Vue aérienne au lever du soleil sur le tarmac de l'aéroport Tunis-Carthage. On y distingue clairement une rangée d'avions de la compagnie privée Nouvelair (livrée blanche et bleue, incluant le nouvel A320neo) alignés parallèlement à une rangée d'appareils Tunisair (livrée blanche avec la gazelle rouge).En Tunisie, la compagnie privée Nouvelair a dépassé le transporteur national Tunisair en capacité opérationnelle, alignant 17 avions contre 12 actuellement.
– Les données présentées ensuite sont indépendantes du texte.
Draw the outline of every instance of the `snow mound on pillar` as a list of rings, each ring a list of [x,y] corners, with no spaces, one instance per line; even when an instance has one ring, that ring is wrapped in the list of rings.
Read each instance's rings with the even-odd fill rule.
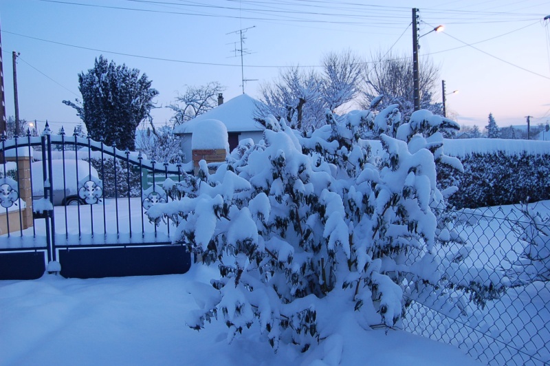
[[[193,150],[229,149],[228,129],[219,120],[204,120],[197,125],[191,138]]]

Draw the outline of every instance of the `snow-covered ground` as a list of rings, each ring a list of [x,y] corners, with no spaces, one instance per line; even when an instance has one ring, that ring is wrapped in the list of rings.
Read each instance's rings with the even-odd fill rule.
[[[131,216],[132,230],[141,237],[140,202],[131,201],[133,209],[129,210],[127,199],[119,200],[118,209],[114,200],[105,200],[110,235],[116,233],[118,211],[120,235],[129,235]],[[65,207],[54,208],[56,231],[65,237],[67,217],[69,237],[76,244],[78,208],[66,208],[66,214]],[[103,232],[103,208],[102,203],[80,207],[82,244],[93,242],[88,227],[92,216],[94,232]],[[145,220],[144,230],[151,233]],[[25,238],[35,243],[24,246],[39,245],[43,220],[36,224],[38,239],[27,229]],[[165,236],[165,230],[162,225],[158,235]],[[0,237],[0,247],[6,241]],[[318,310],[319,316],[324,312],[333,319],[338,336],[305,354],[292,345],[274,353],[255,328],[229,345],[221,321],[200,332],[185,321],[199,308],[190,290],[217,274],[217,269],[193,265],[181,275],[77,279],[46,274],[35,281],[0,281],[0,365],[477,364],[456,347],[402,330],[365,330],[354,312],[340,310],[353,309],[350,304]],[[324,363],[316,361],[321,359]]]
[[[221,322],[197,332],[184,321],[197,308],[189,288],[217,272],[0,281],[0,365],[336,365],[340,356],[341,365],[476,364],[404,331],[365,330],[353,312],[334,316],[340,338],[306,354],[288,345],[274,354],[257,330],[229,345]]]

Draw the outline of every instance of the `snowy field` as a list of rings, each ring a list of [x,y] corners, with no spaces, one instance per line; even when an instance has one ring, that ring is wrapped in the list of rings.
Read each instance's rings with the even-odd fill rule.
[[[118,217],[120,235],[129,236],[131,216],[133,237],[141,237],[141,211],[129,210],[127,202],[119,200],[117,216],[114,200],[105,200],[106,230],[116,235]],[[131,200],[131,207],[139,204],[139,199]],[[56,231],[65,236],[67,217],[69,241],[75,243],[80,227],[82,239],[76,242],[89,244],[92,217],[94,233],[103,232],[102,204],[81,206],[80,215],[76,209],[67,207],[65,214],[65,207],[55,208]],[[153,228],[145,220],[150,235]],[[43,235],[43,221],[36,222],[35,241]],[[32,233],[24,232],[25,241]],[[166,235],[166,227],[159,229],[157,236]],[[221,321],[197,332],[185,321],[198,308],[190,292],[217,274],[194,265],[182,275],[77,279],[47,274],[36,281],[1,281],[0,365],[477,365],[458,348],[402,330],[365,330],[354,312],[333,308],[318,311],[333,319],[331,332],[337,334],[307,353],[281,345],[275,354],[258,329],[228,344]],[[353,308],[343,301],[340,309]]]
[[[116,238],[118,230],[127,240],[130,217],[132,237],[141,239],[142,222],[146,236],[154,237],[146,217],[142,222],[140,206],[140,200],[132,198],[129,204],[127,199],[106,200],[104,213],[102,203],[81,206],[80,215],[76,206],[56,207],[56,231],[61,238],[57,241],[65,237],[65,217],[71,244],[94,242],[92,221],[95,233],[103,233],[104,222],[108,236]],[[550,215],[550,202],[532,206],[543,217]],[[494,270],[515,259],[522,246],[509,220],[520,218],[517,206],[478,208],[469,215],[476,219],[463,220],[461,230],[473,248],[470,265]],[[43,220],[36,224],[36,239],[28,229],[23,246],[42,245],[38,241]],[[160,240],[168,239],[165,225],[157,231]],[[0,237],[0,247],[6,241]],[[190,292],[197,283],[210,286],[217,274],[196,265],[183,275],[86,280],[45,275],[36,281],[0,281],[0,365],[476,364],[466,353],[491,365],[550,362],[545,345],[550,343],[548,285],[510,290],[483,310],[470,305],[465,319],[415,303],[406,329],[426,338],[402,330],[365,330],[353,312],[339,312],[350,308],[342,300],[338,308],[318,310],[333,320],[327,333],[336,335],[306,354],[292,345],[282,345],[274,354],[258,329],[244,332],[230,345],[221,321],[199,332],[186,325],[187,314],[199,308]]]
[[[256,330],[228,345],[221,322],[200,332],[185,324],[197,308],[189,290],[217,272],[0,281],[0,365],[478,365],[404,331],[365,330],[353,312],[333,316],[338,336],[306,354],[288,345],[274,354]]]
Ce basculement stratégique, accentué par l’acquisition d’un Airbus A320neo par Nouvelair, redéfinit la concurrence, notamment sur le marché rentable de l’Afrique subsaharienne que Tunisair tente de conserver.

Le basculement stratégique

C’est une confirmation qui résonne comme un séisme dans le secteur du transport aérien en Tunisie. Intervenant récemment devant l’Assemblée des représentants du peuple, le ministre des Transports a entériné une nouvelle hiérarchie : la compagnie privée Nouvelair dispose à ce jour de 17 avions en exploitation. Parallèlement, le transporteur historique, Tunisair, n’aligne actuellement que 12 appareils opérationnels.
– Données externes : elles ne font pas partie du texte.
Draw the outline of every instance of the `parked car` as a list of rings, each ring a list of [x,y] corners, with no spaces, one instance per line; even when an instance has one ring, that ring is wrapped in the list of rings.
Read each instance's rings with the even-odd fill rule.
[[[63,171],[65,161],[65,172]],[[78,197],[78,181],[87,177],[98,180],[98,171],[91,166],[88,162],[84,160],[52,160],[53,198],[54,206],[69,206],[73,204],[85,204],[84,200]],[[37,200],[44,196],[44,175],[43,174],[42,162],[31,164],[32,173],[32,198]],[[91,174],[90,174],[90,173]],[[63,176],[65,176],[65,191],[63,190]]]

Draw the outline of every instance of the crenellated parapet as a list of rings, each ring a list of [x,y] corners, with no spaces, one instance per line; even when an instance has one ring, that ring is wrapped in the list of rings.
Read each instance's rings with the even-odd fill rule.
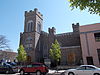
[[[30,10],[30,11],[25,11],[25,17],[29,17],[36,14],[37,16],[39,16],[41,19],[43,19],[43,15],[38,11],[37,8],[35,8],[34,10]]]
[[[54,27],[48,28],[48,32],[49,32],[49,34],[51,34],[51,35],[55,35],[55,34],[56,34],[56,29],[55,29]]]

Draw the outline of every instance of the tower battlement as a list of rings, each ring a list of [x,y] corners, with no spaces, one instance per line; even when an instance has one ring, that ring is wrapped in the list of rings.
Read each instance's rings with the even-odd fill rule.
[[[55,34],[56,33],[56,29],[54,27],[48,28],[48,32],[49,32],[49,34]]]
[[[39,16],[41,19],[43,19],[43,15],[38,11],[37,8],[35,8],[34,10],[30,10],[30,11],[25,11],[25,16],[32,16],[36,14],[37,16]]]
Ce dépassement symbolique est le fruit de stratégies de développement divergentes. Alors que Tunisair lutte contre des contraintes logistiques et de maintenance limitant la disponibilité de ses avions, Nouvelair adopte une posture offensive. L’intégration récente d’un nouvel Airbus A320neo à la flotte de la compagnie privée a agi comme le catalyseur de cette prise de pouvoir, portant sa capacité opérationnelle à son niveau actuel de 17 appareils.

La riposte de Tunisair programmée pour 2026

Face à cette perte de leadership en volume, le pavillon national ne reste pas inerte, mais sa réaction s’inscrit dans le temps long. Un plan de redéploiement de la flotte opérationnelle a été communiqué. Selon les projections ministérielles, Tunisair devrait voir le nombre de ses appareils en exploitation croître progressivement.

Le calendrier prévoit un passage à 14 avions d’ici la fin du mois d’avril. La dynamique devrait se poursuivre pour atteindre 16 appareils opérationnels à la fin du mois de juin 2026. L’objectif final affiché par les autorités est de rétablir une capacité de 18 aéronefs opérationnels d’ici la fin de l’année 2026, ce qui permettrait théoriquement à Tunisair de repasser devant Nouvelair, si cette dernière fige sa flotte actuelle.

Le ciel africain : prochain champ de bataille

Au-delà de la guerre des chiffres sur le tarmac, l’enjeu majeur réside dans l’exploitation des lignes rentables. Actuellement, la concurrence accrue se concentre sur la disponibilité immédiate, facteur déterminant pour l’offre de transport et la couverture des destinations, notamment à l’approche de la haute saison.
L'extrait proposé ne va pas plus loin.